Research Perspective from Google

October 2 @CMU

I was in the talk from Alfred Z. Spector, Vice President of Research & Special Initiatives, Google. He talks about some of their key research initiatives, projects in Natural Language, Vision, User Experience, and Systems. I am quite interested in their efforts in education domain, as that's my primary research interest. He introduced their crowd education platform CourseBuilder, which from my believe, is an excellent product, even better than Coursera, which is overwhelmingly popular recently. It does not have better UI or functions compared to Coursera, but I appreciate the idea that the best way of learning it is to teach it. So everyone is encouraged to create a whole course of their particular expertise, which sounds more interesting to me, as in Coursera, only distinguished lecturers with the support from world class university could develop a course.
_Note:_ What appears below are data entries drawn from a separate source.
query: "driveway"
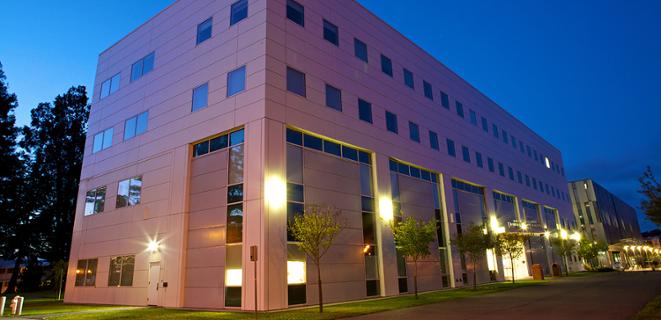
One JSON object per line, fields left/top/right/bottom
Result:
{"left": 351, "top": 272, "right": 661, "bottom": 320}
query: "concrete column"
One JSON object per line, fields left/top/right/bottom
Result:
{"left": 436, "top": 173, "right": 456, "bottom": 288}
{"left": 373, "top": 153, "right": 398, "bottom": 296}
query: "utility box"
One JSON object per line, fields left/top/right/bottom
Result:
{"left": 532, "top": 264, "right": 544, "bottom": 280}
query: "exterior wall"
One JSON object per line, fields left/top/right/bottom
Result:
{"left": 66, "top": 0, "right": 578, "bottom": 311}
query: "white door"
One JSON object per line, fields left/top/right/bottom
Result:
{"left": 148, "top": 262, "right": 160, "bottom": 306}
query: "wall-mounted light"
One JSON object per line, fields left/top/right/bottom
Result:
{"left": 490, "top": 216, "right": 505, "bottom": 234}
{"left": 560, "top": 229, "right": 568, "bottom": 240}
{"left": 147, "top": 240, "right": 160, "bottom": 253}
{"left": 379, "top": 196, "right": 393, "bottom": 222}
{"left": 265, "top": 175, "right": 286, "bottom": 210}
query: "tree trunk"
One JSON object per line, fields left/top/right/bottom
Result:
{"left": 564, "top": 255, "right": 569, "bottom": 276}
{"left": 3, "top": 258, "right": 21, "bottom": 294}
{"left": 413, "top": 259, "right": 418, "bottom": 299}
{"left": 472, "top": 256, "right": 477, "bottom": 290}
{"left": 510, "top": 253, "right": 515, "bottom": 284}
{"left": 317, "top": 261, "right": 323, "bottom": 313}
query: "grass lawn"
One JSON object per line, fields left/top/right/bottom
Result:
{"left": 633, "top": 295, "right": 661, "bottom": 320}
{"left": 2, "top": 291, "right": 127, "bottom": 317}
{"left": 15, "top": 281, "right": 545, "bottom": 319}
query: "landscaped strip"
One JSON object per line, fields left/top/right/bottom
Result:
{"left": 633, "top": 295, "right": 661, "bottom": 320}
{"left": 29, "top": 281, "right": 545, "bottom": 320}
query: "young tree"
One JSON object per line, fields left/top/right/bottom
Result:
{"left": 453, "top": 224, "right": 492, "bottom": 289}
{"left": 576, "top": 240, "right": 607, "bottom": 269}
{"left": 639, "top": 166, "right": 661, "bottom": 226}
{"left": 495, "top": 232, "right": 529, "bottom": 284}
{"left": 289, "top": 205, "right": 342, "bottom": 313}
{"left": 391, "top": 216, "right": 436, "bottom": 298}
{"left": 550, "top": 237, "right": 577, "bottom": 276}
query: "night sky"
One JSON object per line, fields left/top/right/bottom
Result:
{"left": 1, "top": 0, "right": 659, "bottom": 231}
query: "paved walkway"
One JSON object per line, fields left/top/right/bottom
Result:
{"left": 351, "top": 272, "right": 661, "bottom": 320}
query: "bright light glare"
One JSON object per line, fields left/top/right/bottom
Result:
{"left": 265, "top": 175, "right": 286, "bottom": 210}
{"left": 225, "top": 269, "right": 243, "bottom": 287}
{"left": 544, "top": 231, "right": 551, "bottom": 238}
{"left": 147, "top": 240, "right": 160, "bottom": 252}
{"left": 544, "top": 157, "right": 551, "bottom": 169}
{"left": 490, "top": 216, "right": 505, "bottom": 234}
{"left": 560, "top": 229, "right": 568, "bottom": 240}
{"left": 379, "top": 196, "right": 394, "bottom": 222}
{"left": 570, "top": 232, "right": 581, "bottom": 241}
{"left": 287, "top": 261, "right": 306, "bottom": 284}
{"left": 520, "top": 222, "right": 528, "bottom": 231}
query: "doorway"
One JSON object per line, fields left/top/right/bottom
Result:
{"left": 148, "top": 262, "right": 160, "bottom": 306}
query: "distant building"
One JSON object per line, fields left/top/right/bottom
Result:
{"left": 65, "top": 0, "right": 579, "bottom": 310}
{"left": 568, "top": 179, "right": 642, "bottom": 268}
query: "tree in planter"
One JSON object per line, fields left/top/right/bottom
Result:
{"left": 391, "top": 216, "right": 436, "bottom": 298}
{"left": 576, "top": 240, "right": 608, "bottom": 270}
{"left": 639, "top": 166, "right": 661, "bottom": 226}
{"left": 453, "top": 224, "right": 493, "bottom": 289}
{"left": 495, "top": 232, "right": 530, "bottom": 284}
{"left": 289, "top": 204, "right": 342, "bottom": 313}
{"left": 550, "top": 237, "right": 577, "bottom": 276}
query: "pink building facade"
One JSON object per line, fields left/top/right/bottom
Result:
{"left": 65, "top": 0, "right": 580, "bottom": 310}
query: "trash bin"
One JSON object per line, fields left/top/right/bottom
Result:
{"left": 552, "top": 263, "right": 561, "bottom": 276}
{"left": 532, "top": 264, "right": 544, "bottom": 280}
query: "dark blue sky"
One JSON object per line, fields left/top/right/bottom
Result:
{"left": 1, "top": 1, "right": 659, "bottom": 231}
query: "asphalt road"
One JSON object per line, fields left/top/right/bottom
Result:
{"left": 351, "top": 272, "right": 661, "bottom": 320}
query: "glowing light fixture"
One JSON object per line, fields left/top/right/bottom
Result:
{"left": 544, "top": 231, "right": 551, "bottom": 238}
{"left": 147, "top": 240, "right": 160, "bottom": 253}
{"left": 363, "top": 244, "right": 371, "bottom": 254}
{"left": 560, "top": 229, "right": 568, "bottom": 240}
{"left": 225, "top": 268, "right": 243, "bottom": 287}
{"left": 570, "top": 232, "right": 581, "bottom": 241}
{"left": 379, "top": 196, "right": 394, "bottom": 222}
{"left": 623, "top": 245, "right": 629, "bottom": 251}
{"left": 490, "top": 216, "right": 505, "bottom": 234}
{"left": 520, "top": 222, "right": 528, "bottom": 231}
{"left": 287, "top": 261, "right": 306, "bottom": 284}
{"left": 265, "top": 175, "right": 286, "bottom": 210}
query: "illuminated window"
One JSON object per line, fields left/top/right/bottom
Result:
{"left": 84, "top": 186, "right": 106, "bottom": 216}
{"left": 74, "top": 259, "right": 97, "bottom": 287}
{"left": 108, "top": 255, "right": 134, "bottom": 287}
{"left": 545, "top": 156, "right": 551, "bottom": 169}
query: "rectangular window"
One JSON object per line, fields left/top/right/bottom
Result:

In interesting question is that which one will succeed in the end, CourseBuilder or Coursera, collective intelligence or individual expert?

Friday, March 29, 2013

Muddist Point for week 10

In class Dr. He talked about Web Transaction Logs Studies. For privacy and business secret issue, most of these logs are not public, even for research purpose. I am concerning the fact that in this case, industry is probably going to lead in the field, not only information retrieval, but could also be observed in other domains, such as social network analysis, since they possess huge amount of data to conduct research study. So my question is that, how academia researchers deal with this situation to make the breakthrough?

Reading Note for Week 11

The main idea of clustering is to divide a set to subsets according to shared properties. In the domain of Information Retrieval, we are trying to dividing documents into categories. Each document can be represented by a vector of different words in its collection. Documents with in a cluster are supposed to as similar as possible to each other. The key in this task is how to measure the similarity between document representations. Distance is primarily used as along with some algorithms, such as the most popular one- K-Means, Hierarchical algorithms, Spectral algorithms. The other topic discussed in the book is text classification. Different from clustering where it divides documents into subsets without knowing nothing about the categories, and machine has to decide how to divide and where to put the document, in text classification, categories are predefined and machine has to decide where to put the document after that. Naive beyesian algorithm, SVM are used in this task.

Friday, March 22, 2013

Reading notes for Week 10

Chapter 19 talks about the history of web from information retrieval perspective, provides some implications of web retrieval system on business. It also discussed about the technical issues of improving web retrieval systems, for instance, as the number of documents online is increasing exponentially, it's becoming very difficult for search engines to index them all. 

Friday, March 8, 2013

Muddist point after week 8

Dr. He talked about some innovations of the search result visualization, which were pretty cool actually. But sadly most of them were eventually shut off for some reasons respectively. My question is that for now and maybe future, what are the biggest opportunities for innovation in the search interfaces or search result visualization?
Also, besides the unsuccessful examples of user interface innovation in IR, can Dr. He give us some examples of successful innovations other than what are well known, such as Google, Bing, or Yahoo.

Thanks!

Friday, February 22, 2013

Muddiest Point after week 6

1. Are there any existing system that can evaluate an Information Retrieval Model, for example, in the final project, where we are supposed to construct one model. How we can claim it is good and bad?
2. How to evaluate multilingual information retrieval model?

Relevance feedback

Relevance feedback is a information retrieval system feature that helps improve the search query by explicit supplies from the user (explicit feedback), or by observing the user system interaction behavior (implicit feedback), or by a method of automatic local analysis (blind feedback or pseudo feedback). The relevance feedback is very helpful at either adjusting the weights of original query terms or adding new terms that are more close to what user search for.